We have most of them sorted by POG, with the exception of the ones that got wrapped and put up while the network was acting up Tuesday. Those were for the most part sorted by POG but we had no way of knowing for sure. But we have them labeled BTS or BTC, POG (if able), and set date. Our overnight starts Sunday, which also starts our 5 truck week. I am getting my xanax ready for the end of next week.



commiecorvus said:


> How do you eat an elephant?
> One bite at a time.
> 
> Write a list of all the things that you can immediately see as broken, then prioritize the top three.
> ...


That advice is well received, thank you. I will start making an outline and plan soon. Not sure if it will realistically happen until after next week though. Five trucks. What the hell were they thinking.

I realized today that I have some people trying to set me up to fail, so I am going to have to learn quickly which ones I can trust and which ones I can't. Also realizing that a major part of my position is going to be reigning in ETL's expectations into the realm of reality, for a while anyways. Can't expect more work to be done when giving people less hours. Also can't expect my TM's to do 8 hours of work in a 3.5 hour shift.


----------



## Hardlinesmaster (Jul 3, 2019)

Be ready to run & jump.


----------



## commiecorvus (Jul 4, 2019)

Keep in mind that you will never have time to fix things.
There is a reason why people have let them get the way the are and just got used to the brokeness.
Its not because they were lazy or stupid.
Its because there is never enough time.

If you want to fix these things, you will have to get out a very big knife and carve out the time.
Then use that knife to guard that time with tenacity and pigheaded stubbornness.
You will have justify why you are taking the time and will probably have to have results to prove why it was worth it.
I suggest using lots of corporate speak like "paradigm shift", "raise the bar", "synergy", "benchmark", "In the pipeline", "360-degree thinking", and my least favorite, "maximize power thinking".

Most of all you will want to do your best to protect your people from the shit that is raining down from above.
The best bosses I have ever had managed to keep the folks above us from making our lives miserable while at the same time getting us to do what was needed.


----------



## fun at target (Jul 4, 2019)

Like otheres said found out what TM is the strongest in inbound process and use then as your right hand man 
They normally have a good idea of who can do what and how the process works at there store and you dont necessarily have to listen to everything but getting there advise well help you make your own decisions n how to tackle that days unload. Because with inbound its either going to run super smooth or everything well go wrong and everyone well be stressed to the max.


----------



## SprooseMoose (Jul 8, 2019)

commiecorvus said:


> Keep in mind that you will never have time to fix things.
> There is a reason why people have let them get the way the are and just got used to the brokeness.
> Its not because they were lazy or stupid.
> Its because there is never enough time.
> ...


I'll keep this in mind. I appreciate the input. Next week I definitely plan on getting some other stuff done since the transition will be done and we will be back down to normal trucks.
When I was in leadership/management in other jobs, I always protected my people because as long as they were doing the work I was asking them to do and weren't slacking off I saw no reason to let the shit roll any further downhill. Same with making sure they have everything they need to do their job and succeed. 



fun at target said:


> Like otheres said found out what TM is the strongest in inbound process and use then as your right hand man
> They normally have a good idea of who can do what and how the process works at there store and you dont necessarily have to listen to everything but getting there advise well help you make your own decisions n how to tackle that days unload. Because with inbound its either going to run super smooth or everything well go wrong and everyone well be stressed to the max.

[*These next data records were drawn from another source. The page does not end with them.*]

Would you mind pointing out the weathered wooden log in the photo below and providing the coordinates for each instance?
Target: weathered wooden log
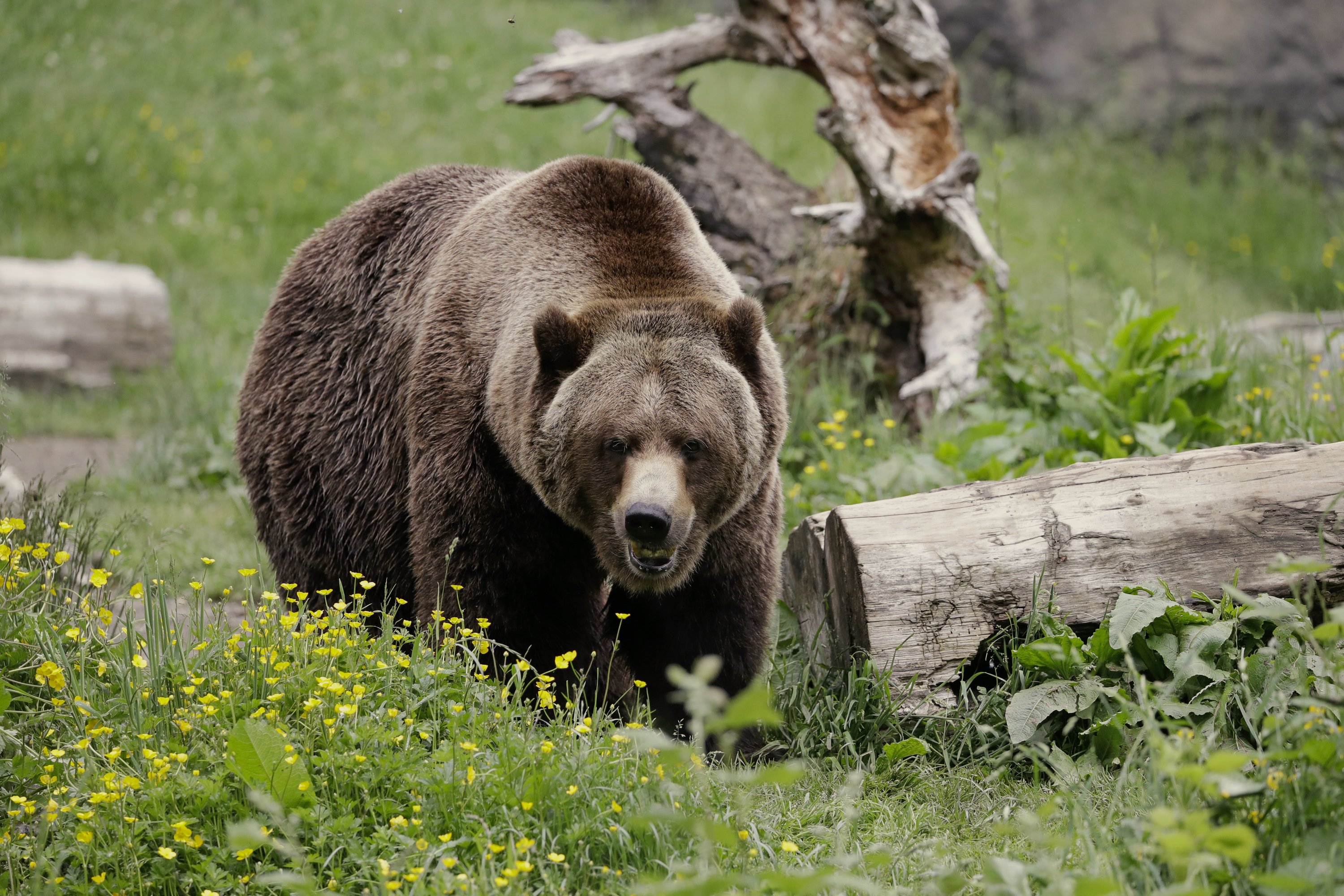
(894, 89)
(920, 582)
(74, 323)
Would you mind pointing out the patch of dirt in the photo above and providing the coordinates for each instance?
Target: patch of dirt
(60, 460)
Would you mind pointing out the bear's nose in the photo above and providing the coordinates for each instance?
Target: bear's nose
(647, 523)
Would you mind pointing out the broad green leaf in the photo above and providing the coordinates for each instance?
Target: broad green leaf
(1180, 617)
(1100, 645)
(1195, 667)
(1108, 742)
(1166, 646)
(1176, 710)
(1132, 614)
(1328, 632)
(1029, 708)
(752, 707)
(1203, 640)
(1058, 655)
(906, 749)
(1319, 750)
(260, 758)
(1234, 841)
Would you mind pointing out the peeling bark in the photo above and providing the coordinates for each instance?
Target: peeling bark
(893, 120)
(920, 582)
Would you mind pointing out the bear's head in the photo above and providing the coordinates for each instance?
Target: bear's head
(656, 421)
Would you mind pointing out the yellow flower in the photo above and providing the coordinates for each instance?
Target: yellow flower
(50, 673)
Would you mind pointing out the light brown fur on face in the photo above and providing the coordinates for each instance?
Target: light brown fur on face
(479, 378)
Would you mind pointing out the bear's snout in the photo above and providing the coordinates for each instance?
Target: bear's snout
(648, 524)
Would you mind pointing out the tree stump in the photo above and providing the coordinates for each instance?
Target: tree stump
(74, 323)
(920, 582)
(890, 74)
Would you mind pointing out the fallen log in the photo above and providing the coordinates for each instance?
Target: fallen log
(920, 582)
(77, 322)
(893, 121)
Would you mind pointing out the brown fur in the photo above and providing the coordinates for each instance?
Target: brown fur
(452, 359)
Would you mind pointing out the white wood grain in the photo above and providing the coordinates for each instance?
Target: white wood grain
(921, 581)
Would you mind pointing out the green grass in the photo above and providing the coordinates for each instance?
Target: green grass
(299, 109)
(307, 751)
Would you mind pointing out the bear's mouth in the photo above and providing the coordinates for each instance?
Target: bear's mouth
(648, 559)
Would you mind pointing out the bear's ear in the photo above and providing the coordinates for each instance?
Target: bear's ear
(562, 342)
(740, 331)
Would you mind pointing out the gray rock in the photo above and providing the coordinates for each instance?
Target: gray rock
(74, 323)
(1139, 64)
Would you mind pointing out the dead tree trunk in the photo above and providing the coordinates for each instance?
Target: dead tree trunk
(893, 121)
(920, 582)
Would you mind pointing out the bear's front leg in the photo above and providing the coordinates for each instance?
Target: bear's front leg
(725, 609)
(479, 526)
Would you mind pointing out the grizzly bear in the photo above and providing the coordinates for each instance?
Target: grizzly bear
(542, 388)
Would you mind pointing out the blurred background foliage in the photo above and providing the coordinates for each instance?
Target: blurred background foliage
(209, 140)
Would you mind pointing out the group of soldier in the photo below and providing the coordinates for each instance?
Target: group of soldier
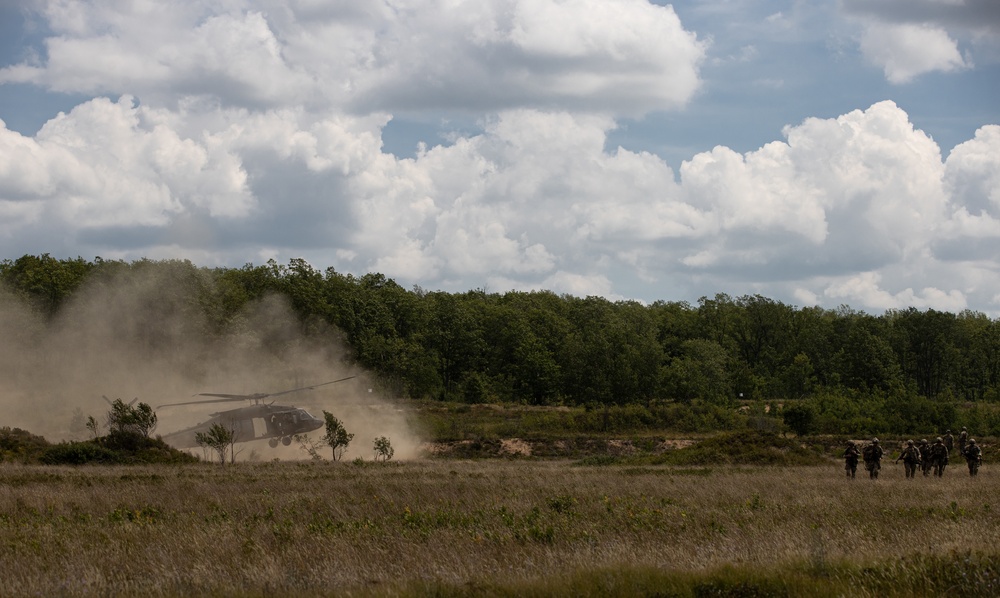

I've found that guy already. He's our old "backroom" guy and now he works trucks and does pulls for P2 on non truck days usually at least so I hear. 
And I obviously don't have anything I can compare it to since I've only seen transition and pre-transition trucks so far. But as it stands I think things can run smoothly but some things definitely need to be fixed in order for that to happen.


----------



## Serabears (Nov 30, 2019)

I'm curious how your situation is turning out? I myself just took GM1 and have lots of work to do!


----------